Expose metrics about disk usage
It would be nice to have builtin metrics about the disk utilization by promscale. I had an issue where my database was using more disk than expected with one metric being uncompressed, and it was not trivial to find the source. I ended up using the hypertable functions, but they take a few seconds to complete and do not give history data.
Metrics ideas:
- disk size by metric + trace/link/event
- compression info, like chunk size before/after
- exact or approximate row count by metric + trace/link/event
@Yamakaky we looked into getting disk consumption for all metrics and disk consumption for all traces but it was very expensive to compute.
Some comments
- It looks like in this particular case, what would have helped you is disk usage by metric name to understand which metric was causing the issue.
- I am not fully understanding the compression info you're after and what problem would it solve? It this to identify that compression isn't working properly?
- What would you use row counts for?
Why is that the metric was not being compressed?
- Yes
- You can compute a compression ratio using the various timescale views for chunk and hypertable info. It would be nice to have builtin metrics, or at least the last value. Maybe not per metrics, at least for all traces and for all metrics, so that it's easier to forecast disk usage.

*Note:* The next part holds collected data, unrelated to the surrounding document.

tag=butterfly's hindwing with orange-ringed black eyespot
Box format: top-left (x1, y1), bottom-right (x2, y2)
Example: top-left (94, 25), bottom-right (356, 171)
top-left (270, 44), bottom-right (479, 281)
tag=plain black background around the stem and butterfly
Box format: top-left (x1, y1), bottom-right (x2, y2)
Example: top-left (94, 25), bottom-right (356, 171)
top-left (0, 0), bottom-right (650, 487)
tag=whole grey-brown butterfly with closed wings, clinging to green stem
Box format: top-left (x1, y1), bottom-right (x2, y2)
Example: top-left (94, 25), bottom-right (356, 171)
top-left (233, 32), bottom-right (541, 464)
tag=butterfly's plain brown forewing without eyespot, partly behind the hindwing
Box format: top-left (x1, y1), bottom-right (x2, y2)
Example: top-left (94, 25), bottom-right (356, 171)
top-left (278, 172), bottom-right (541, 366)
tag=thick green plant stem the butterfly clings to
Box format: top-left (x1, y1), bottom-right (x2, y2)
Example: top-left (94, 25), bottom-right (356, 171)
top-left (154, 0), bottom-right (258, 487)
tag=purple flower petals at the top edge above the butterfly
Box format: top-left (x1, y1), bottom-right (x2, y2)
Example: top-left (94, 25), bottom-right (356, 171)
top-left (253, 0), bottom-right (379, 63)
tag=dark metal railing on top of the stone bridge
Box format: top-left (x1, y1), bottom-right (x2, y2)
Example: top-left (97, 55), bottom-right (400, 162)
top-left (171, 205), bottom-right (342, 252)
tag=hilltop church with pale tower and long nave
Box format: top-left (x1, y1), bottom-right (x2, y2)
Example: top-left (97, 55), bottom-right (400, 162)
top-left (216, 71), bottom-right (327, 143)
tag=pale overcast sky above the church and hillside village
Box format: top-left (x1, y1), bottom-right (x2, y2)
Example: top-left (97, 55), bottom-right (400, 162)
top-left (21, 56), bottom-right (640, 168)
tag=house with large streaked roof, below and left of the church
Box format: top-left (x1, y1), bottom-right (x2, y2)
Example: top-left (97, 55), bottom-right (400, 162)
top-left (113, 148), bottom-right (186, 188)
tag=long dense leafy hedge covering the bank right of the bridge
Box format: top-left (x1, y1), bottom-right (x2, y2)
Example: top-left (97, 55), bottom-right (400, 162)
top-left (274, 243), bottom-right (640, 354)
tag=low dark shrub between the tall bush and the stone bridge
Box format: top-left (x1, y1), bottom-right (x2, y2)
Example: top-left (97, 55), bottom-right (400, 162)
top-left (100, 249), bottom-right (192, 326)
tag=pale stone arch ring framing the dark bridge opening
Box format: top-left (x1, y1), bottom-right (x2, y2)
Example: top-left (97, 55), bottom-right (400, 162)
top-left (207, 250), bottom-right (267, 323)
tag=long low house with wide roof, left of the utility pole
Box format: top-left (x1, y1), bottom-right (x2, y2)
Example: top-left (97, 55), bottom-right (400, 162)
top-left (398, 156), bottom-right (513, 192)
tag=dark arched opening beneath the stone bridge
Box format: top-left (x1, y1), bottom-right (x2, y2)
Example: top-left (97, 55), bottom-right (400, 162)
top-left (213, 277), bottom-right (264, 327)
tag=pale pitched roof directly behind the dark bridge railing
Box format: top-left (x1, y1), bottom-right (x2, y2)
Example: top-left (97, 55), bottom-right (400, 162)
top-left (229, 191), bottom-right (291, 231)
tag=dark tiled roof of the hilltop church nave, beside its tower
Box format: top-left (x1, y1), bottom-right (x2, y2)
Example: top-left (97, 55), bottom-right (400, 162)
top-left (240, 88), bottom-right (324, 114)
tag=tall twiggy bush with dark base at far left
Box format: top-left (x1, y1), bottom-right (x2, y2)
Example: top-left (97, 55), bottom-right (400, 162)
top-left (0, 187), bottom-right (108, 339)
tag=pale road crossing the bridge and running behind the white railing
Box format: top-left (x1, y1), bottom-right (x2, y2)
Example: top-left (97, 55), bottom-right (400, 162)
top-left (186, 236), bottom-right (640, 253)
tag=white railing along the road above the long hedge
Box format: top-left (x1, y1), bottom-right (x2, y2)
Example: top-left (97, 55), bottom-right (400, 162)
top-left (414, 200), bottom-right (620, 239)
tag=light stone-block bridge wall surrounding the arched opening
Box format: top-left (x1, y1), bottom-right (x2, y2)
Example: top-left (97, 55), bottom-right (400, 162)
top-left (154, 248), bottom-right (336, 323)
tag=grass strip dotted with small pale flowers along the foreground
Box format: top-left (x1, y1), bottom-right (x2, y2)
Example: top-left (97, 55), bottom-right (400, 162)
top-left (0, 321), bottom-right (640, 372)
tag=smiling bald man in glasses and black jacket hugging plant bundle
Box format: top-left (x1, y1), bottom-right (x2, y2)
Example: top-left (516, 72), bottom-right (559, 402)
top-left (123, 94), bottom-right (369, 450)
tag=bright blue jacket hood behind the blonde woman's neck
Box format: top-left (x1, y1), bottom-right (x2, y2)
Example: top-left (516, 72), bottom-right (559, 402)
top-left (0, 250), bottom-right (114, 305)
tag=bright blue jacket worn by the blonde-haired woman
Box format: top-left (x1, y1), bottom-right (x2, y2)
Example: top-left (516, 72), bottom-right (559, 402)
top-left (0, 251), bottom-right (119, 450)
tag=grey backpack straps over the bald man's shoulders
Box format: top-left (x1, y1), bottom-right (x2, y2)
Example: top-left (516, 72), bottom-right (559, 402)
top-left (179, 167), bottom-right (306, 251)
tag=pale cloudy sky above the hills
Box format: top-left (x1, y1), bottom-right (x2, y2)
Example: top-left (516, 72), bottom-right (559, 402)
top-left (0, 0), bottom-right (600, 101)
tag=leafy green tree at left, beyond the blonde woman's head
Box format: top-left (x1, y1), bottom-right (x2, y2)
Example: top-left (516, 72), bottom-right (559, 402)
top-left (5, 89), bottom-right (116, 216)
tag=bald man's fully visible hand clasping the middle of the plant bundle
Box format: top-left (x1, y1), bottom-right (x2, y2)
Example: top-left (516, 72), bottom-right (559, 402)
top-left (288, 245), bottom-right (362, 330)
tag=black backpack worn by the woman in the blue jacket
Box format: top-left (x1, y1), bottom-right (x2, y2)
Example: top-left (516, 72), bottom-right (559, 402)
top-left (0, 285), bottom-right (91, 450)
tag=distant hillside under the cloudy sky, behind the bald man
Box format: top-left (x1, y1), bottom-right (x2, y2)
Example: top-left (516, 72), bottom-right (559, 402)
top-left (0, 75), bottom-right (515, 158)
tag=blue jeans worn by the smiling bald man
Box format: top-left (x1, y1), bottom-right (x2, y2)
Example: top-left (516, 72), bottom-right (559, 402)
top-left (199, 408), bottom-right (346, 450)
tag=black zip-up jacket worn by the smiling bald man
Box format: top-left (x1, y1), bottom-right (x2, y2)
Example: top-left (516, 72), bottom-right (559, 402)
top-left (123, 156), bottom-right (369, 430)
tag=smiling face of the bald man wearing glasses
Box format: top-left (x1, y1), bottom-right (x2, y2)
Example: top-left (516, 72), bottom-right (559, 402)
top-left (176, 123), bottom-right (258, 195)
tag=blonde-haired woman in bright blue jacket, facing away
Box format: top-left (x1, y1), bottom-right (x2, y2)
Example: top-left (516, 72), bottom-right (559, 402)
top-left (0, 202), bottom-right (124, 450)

- For this problem seeing which metrics are the most frequent, but with
metrics rate * compression ratio * bytes per metricyou can forecast disk usage for the compressed part. - I don't know and didn't think to keep the metric data. One particular metric had a few chunks compressed and all the recent chunks uncompressed, way more than the compression policy should allow. I couldn't find a difference between this metric and others that would explain it, except that for an unrelated reason it had way higher ingestion rate than the others.
@Yamakaky have you seen the select * from prom_info.metric; view? it has a bunch of the info you want from 1 and 2.
Oh, I didn't see that, nice. However, the query is very slow (60s on my side with a small dataset), is it expected?
Yes, that view is expected to be slow, as it does a good amount of work under the hood.
Maybe then automatically create metrics from that view? That way you also get historical data.